Explainable AI to Facilitate Understanding of Neural Network-Based Metabolite Profiling Using NMR Spectroscopy

Hayden Johnson,Aaryani Tipirneni-Sajja
DOI: https://doi.org/10.3390/metabo14060332
IF: 4.1
2024-06-15
Metabolites
Abstract:Neural networks (NNs) are emerging as a rapid and scalable method for quantifying metabolites directly from nuclear magnetic resonance (NMR) spectra, but the nonlinear nature of NNs precludes understanding of how a model makes predictions. This study implements an explainable artificial intelligence algorithm called integrated gradients (IG) to elucidate which regions of input spectra are the most important for the quantification of specific analytes. The approach is first validated in simulated mixture spectra of eight aqueous metabolites and then investigated in experimentally acquired lipid spectra of a reference standard mixture and a murine hepatic extract. The IG method revealed that, like a human spectroscopist, NNs recognize and quantify analytes based on an analyte's respective resonance line-shapes, amplitudes, and frequencies. NNs can compensate for peak overlap and prioritize specific resonances most important for concentration determination. Further, we show how modifying a NN training dataset can affect how a model makes decisions, and we provide examples of how this approach can be used to de-bug issues with model performance. Overall, results show that the IG technique facilitates a visual and quantitative understanding of how model inputs relate to model outputs, potentially making NNs a more attractive option for targeted and automated NMR-based metabolomics.

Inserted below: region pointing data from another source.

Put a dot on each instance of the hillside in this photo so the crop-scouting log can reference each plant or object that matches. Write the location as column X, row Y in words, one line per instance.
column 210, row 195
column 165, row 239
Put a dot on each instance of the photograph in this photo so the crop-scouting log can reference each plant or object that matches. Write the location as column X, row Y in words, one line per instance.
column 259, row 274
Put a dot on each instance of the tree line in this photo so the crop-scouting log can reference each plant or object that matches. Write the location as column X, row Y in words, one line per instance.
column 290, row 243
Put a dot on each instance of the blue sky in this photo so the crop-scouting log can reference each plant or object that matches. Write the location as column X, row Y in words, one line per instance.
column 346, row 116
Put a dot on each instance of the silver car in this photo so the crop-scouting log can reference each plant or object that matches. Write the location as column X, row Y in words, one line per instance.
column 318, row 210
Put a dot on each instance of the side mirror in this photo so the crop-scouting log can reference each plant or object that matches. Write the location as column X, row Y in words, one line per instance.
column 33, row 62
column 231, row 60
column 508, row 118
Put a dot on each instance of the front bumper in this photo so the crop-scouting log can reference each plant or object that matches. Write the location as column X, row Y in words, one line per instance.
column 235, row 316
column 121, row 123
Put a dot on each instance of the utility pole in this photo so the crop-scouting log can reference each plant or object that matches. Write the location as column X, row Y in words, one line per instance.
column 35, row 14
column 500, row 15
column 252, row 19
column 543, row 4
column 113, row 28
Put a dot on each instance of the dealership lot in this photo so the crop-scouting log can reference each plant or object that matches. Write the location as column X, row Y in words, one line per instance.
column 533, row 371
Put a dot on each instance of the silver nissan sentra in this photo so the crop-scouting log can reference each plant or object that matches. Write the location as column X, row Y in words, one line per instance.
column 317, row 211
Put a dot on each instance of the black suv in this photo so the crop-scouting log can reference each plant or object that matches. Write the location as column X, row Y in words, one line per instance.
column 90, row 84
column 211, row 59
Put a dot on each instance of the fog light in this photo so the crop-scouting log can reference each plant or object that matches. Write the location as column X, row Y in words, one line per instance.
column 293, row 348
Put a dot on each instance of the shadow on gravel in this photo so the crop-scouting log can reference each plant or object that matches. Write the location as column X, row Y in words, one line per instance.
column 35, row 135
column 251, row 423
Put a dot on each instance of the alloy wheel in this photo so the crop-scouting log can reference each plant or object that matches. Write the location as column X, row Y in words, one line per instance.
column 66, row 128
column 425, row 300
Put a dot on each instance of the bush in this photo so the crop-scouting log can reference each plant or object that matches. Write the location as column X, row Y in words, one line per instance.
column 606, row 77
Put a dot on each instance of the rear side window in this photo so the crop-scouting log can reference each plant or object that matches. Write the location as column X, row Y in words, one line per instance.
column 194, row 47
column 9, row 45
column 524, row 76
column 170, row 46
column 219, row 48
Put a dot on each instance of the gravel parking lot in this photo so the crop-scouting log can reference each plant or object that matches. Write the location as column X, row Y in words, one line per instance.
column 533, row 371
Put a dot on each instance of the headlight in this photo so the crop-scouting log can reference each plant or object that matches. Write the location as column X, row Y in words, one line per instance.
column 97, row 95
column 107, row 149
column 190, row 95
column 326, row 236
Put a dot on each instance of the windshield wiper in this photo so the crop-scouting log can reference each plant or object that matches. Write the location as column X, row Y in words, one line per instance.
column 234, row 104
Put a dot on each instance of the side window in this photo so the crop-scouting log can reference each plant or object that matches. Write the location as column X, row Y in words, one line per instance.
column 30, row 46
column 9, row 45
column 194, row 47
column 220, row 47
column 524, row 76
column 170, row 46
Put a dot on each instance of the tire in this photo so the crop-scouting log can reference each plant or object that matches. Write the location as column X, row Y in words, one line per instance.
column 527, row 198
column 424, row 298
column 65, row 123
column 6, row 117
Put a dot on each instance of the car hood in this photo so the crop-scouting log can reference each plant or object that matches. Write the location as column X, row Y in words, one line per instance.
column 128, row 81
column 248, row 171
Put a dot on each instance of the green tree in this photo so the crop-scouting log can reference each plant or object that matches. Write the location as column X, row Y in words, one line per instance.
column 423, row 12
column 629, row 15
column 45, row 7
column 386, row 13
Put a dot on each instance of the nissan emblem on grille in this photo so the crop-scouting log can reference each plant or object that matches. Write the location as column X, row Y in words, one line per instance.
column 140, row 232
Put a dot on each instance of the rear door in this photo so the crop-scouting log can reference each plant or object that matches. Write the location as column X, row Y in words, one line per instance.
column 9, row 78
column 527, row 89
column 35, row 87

biochemistry & molecular biology
What problem does this paper attempt to address?
This paper mainly discusses how to use Explainable Artificial Intelligence (XAI) to enhance understanding of the analysis of nuclear magnetic resonance (NMR) spectroscopy metabolites based on neural networks. In the study, the authors implemented an interpretable AI algorithm called Integrated Gradients (IG) to determine which regions of the input spectrum are most important for the quantification of specific compounds. First, the method was validated in simulated mixture spectra, and then it was applied to the spectra of lipid standard mixtures and mouse liver extracts obtained in experiments. The paper points out that although neural networks have the potential for rapid and large-scale quantification of metabolites in NMR spectroscopy, their non-linear nature makes it difficult to understand the model's prediction behavior. Through the IG method, the study found that the neural network, like a human spectroscopist, identifies and quantifies compounds based on resonance line shapes, amplitudes, and frequencies. Additionally, the neural network can compensate for overlapping peaks and prioritize resonances that are most important for concentration determination. The paper also demonstrates how modifying the neural network training dataset can influence model decisions and provides examples of debugging model performance issues. The research results show that IG technology can promote visual and quantitative understanding of the relationship between model inputs and outputs, making neural networks a more attractive choice for targeted and automated NMR metabolomics.